Innovative Legal Services

 

Innovative Legal Services

We use the following terms to describe the likelihood of a litigation outcome: “more likely than not,” “the odds are good,” or “strong case.” Rarely does a client hear “it’s a sure thing,” or “it’s a slam dunk.”

In the current information age, there are copious amounts of data available to help litigators inform their strategies and assess risk. Knowing how to use data sources and how to stay on top of emerging technology trends impacting litigation is essential for all litigators.

The Right Outcome vs. the Probable Outcome

There is a difference between the right outcome and the probable outcome, and both are important. Case law allows litigators to predict the right outcome, but predicting results is an assessment of the probable outcome. One approach assumes an ideal judge, whereas the other assumes consistent conduct. One narrows variation in facts, whereas the other assumes the relevance of broader factors. One matches to the perfect precedent, whereas the other matches to populations of data.

Probability analysis is widely used in numerous sectors, including sports, weather, medicine, and stock markets.
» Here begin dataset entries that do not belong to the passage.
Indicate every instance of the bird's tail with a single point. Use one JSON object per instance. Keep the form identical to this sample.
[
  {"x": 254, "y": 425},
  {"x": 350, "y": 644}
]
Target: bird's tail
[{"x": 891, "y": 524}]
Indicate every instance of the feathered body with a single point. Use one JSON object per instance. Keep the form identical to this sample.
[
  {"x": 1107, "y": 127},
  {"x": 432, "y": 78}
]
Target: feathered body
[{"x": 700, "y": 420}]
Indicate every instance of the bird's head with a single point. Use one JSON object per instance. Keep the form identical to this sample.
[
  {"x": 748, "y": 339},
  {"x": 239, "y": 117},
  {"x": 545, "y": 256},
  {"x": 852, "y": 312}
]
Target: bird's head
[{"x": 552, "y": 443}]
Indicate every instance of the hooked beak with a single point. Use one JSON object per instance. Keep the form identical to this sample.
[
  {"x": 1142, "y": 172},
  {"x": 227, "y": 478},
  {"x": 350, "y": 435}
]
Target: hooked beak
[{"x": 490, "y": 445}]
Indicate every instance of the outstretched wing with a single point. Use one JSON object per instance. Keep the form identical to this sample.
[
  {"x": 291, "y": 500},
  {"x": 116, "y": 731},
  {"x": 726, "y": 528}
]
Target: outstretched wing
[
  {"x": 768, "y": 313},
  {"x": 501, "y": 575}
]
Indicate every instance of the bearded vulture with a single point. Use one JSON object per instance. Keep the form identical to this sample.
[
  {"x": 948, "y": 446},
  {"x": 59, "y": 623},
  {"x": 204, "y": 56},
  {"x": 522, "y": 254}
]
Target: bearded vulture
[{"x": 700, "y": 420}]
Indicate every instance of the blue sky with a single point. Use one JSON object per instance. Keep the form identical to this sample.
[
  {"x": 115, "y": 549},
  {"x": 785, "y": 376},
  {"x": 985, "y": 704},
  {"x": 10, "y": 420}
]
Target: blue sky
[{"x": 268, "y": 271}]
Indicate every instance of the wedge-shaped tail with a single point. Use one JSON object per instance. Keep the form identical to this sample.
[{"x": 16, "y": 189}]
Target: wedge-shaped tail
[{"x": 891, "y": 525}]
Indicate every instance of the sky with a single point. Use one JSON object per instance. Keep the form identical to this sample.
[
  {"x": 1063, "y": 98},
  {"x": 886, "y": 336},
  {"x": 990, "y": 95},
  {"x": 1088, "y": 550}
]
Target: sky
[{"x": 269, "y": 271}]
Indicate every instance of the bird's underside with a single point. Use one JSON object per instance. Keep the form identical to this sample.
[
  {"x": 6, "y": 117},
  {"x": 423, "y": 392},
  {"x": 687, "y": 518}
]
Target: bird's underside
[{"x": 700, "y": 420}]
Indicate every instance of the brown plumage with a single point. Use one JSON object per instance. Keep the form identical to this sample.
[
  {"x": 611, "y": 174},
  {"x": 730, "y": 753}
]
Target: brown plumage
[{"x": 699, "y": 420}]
In a business environment, for example, probability analysis can show entrepreneurs the most likely outcomes and most profitable paths.

One of the most common probability exercises that litigators use are decision trees to strategically organize and link multiple litigation issues to identify the range of potential outcomes and associated probabilities.
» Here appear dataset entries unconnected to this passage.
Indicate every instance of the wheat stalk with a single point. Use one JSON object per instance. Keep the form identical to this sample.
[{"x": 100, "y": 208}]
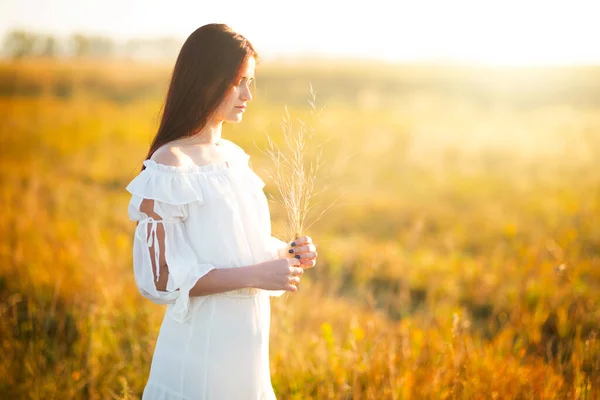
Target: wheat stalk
[{"x": 294, "y": 175}]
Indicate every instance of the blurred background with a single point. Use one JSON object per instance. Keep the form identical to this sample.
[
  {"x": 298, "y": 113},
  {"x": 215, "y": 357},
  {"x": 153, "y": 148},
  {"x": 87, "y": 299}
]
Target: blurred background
[{"x": 461, "y": 141}]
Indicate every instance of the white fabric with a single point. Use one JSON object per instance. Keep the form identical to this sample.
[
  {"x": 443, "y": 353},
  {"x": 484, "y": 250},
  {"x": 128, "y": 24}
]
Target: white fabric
[{"x": 214, "y": 216}]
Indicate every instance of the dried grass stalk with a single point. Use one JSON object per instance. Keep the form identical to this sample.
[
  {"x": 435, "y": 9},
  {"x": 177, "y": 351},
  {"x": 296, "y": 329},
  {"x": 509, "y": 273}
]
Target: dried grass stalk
[{"x": 296, "y": 167}]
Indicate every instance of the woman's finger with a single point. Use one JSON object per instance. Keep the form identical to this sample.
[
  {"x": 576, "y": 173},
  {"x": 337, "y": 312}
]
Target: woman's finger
[
  {"x": 301, "y": 241},
  {"x": 302, "y": 249},
  {"x": 309, "y": 263},
  {"x": 290, "y": 288},
  {"x": 306, "y": 256},
  {"x": 296, "y": 270}
]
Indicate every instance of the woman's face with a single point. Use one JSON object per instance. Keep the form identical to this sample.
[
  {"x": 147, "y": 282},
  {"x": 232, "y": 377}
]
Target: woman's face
[{"x": 234, "y": 104}]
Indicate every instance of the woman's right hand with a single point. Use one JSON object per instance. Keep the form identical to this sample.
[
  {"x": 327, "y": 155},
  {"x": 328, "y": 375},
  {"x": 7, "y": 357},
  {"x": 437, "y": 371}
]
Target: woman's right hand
[{"x": 278, "y": 274}]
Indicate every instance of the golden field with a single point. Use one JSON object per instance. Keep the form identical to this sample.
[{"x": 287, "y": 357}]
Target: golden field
[{"x": 461, "y": 259}]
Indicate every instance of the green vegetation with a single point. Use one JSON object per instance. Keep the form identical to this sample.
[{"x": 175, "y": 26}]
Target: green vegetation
[{"x": 462, "y": 259}]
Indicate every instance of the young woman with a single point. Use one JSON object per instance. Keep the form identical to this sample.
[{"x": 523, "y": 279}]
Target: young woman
[{"x": 203, "y": 241}]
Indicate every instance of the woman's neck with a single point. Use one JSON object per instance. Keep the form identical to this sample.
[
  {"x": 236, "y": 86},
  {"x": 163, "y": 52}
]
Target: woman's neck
[{"x": 209, "y": 134}]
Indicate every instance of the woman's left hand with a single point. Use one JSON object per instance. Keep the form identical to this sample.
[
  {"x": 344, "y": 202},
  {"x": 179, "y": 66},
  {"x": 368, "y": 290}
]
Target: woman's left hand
[{"x": 304, "y": 250}]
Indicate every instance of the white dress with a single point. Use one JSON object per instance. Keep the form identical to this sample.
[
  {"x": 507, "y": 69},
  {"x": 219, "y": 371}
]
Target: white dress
[{"x": 215, "y": 216}]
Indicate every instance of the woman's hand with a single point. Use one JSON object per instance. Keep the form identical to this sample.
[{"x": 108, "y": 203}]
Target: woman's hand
[
  {"x": 277, "y": 274},
  {"x": 304, "y": 250}
]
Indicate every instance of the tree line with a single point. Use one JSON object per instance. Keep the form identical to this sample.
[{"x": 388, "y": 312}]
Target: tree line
[{"x": 20, "y": 44}]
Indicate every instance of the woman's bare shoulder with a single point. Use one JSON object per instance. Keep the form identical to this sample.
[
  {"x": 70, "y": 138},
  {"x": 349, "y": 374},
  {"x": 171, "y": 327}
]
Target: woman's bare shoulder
[{"x": 173, "y": 155}]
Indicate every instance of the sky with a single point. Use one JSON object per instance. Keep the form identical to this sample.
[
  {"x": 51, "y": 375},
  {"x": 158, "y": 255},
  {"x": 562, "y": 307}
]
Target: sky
[{"x": 508, "y": 32}]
The Importance of Predictive Methodologies for Litigation

Litigators should become better predictors for the following reasons:

  • brings numeracy to the litigation practice;
  • leads to better informed settlements (influence of data on negotiations);
  • reduces uncertainty and surprises for clients; and
  • reduces the influence of inherent bias (confirmation bias, recency bias, sunk loss fallacy, etc.).
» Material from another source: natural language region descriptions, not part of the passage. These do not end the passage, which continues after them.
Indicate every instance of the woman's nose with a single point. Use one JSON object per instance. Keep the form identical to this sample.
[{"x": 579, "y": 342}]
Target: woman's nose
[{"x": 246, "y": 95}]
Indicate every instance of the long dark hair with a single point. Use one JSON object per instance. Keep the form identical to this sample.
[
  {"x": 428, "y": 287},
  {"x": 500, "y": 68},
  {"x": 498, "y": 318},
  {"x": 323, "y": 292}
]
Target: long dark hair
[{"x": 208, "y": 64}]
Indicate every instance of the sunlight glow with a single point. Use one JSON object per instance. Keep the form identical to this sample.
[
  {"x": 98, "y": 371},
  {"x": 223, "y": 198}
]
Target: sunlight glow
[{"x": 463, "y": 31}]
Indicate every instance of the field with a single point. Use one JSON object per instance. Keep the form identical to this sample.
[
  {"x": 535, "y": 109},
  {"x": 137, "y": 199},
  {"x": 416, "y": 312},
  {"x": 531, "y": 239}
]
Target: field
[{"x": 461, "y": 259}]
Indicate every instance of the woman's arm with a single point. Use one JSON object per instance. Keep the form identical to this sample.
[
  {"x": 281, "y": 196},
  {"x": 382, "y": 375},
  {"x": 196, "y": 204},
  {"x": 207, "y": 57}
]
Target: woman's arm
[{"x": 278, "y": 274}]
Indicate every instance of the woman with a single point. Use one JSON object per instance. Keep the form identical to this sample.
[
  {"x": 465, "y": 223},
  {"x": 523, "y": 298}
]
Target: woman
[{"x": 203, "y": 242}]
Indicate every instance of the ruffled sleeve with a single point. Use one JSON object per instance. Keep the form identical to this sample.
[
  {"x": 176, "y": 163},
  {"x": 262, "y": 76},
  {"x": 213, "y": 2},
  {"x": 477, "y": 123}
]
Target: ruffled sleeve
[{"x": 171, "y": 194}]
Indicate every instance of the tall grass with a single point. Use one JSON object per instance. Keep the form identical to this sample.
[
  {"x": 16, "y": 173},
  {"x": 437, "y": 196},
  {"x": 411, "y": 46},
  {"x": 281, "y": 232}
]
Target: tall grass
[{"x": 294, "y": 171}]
The characteristics of a good predictor are:

  • they establish general prior probability and adjust for variables;
  • they are mindful of scale;
  • they revisit their predictions often; and
  • they are self-critical by seeking lessons learned and avoiding easy explanations for successes and failures.

Analytics Tools for Litigation

There are several different analytics tools that litigators can use to become good predictors. These tools permit litigators to use cases to gain general insights and predictive analytics, investigate a judge’s case history, know their opponent better, and conduct more thorough research to evaluate risk and outcomes. Analytics tools that are available in North America include:

  • Court Analytics (by Loom Analytics);
  • BlueJ Legal;
  • Context (by LexisNexis);
  • DocketAlarm (by FastCase);
  • Lexis+ (LexisNexis);
  • Westlaw Edge (by Thomson Reuters);
  • Cara (by Casetext);
  • Structura (by Loom); and
  • Data-Driven Decisions Program (by Lenczner Slaght), which includes the Supreme Court of Canada Leave Project, Commercial List Project, and Supreme Court of Canada Decisions Project.

Litigating in an era of “thinking” software

When transforming data into an asset, it is important to keep systemic bias in mind. Historical data used to train system can build bias into the system, which can repeat history if not used in conjunction with human discretion.

Questions that we will have to grapple with in the profession as artificial intelligence continues to gain traction are how we train articling students and lawyers to best use artificial intelligence, whether artificial intelligence can be used by the judiciary to assist with judicial decisions, whether there are any impacts on access to justice, whether there are obligations to disclose the use of machine learning (e.g., in document production), and what tasks we should be using artificial intelligence for in the place of humans.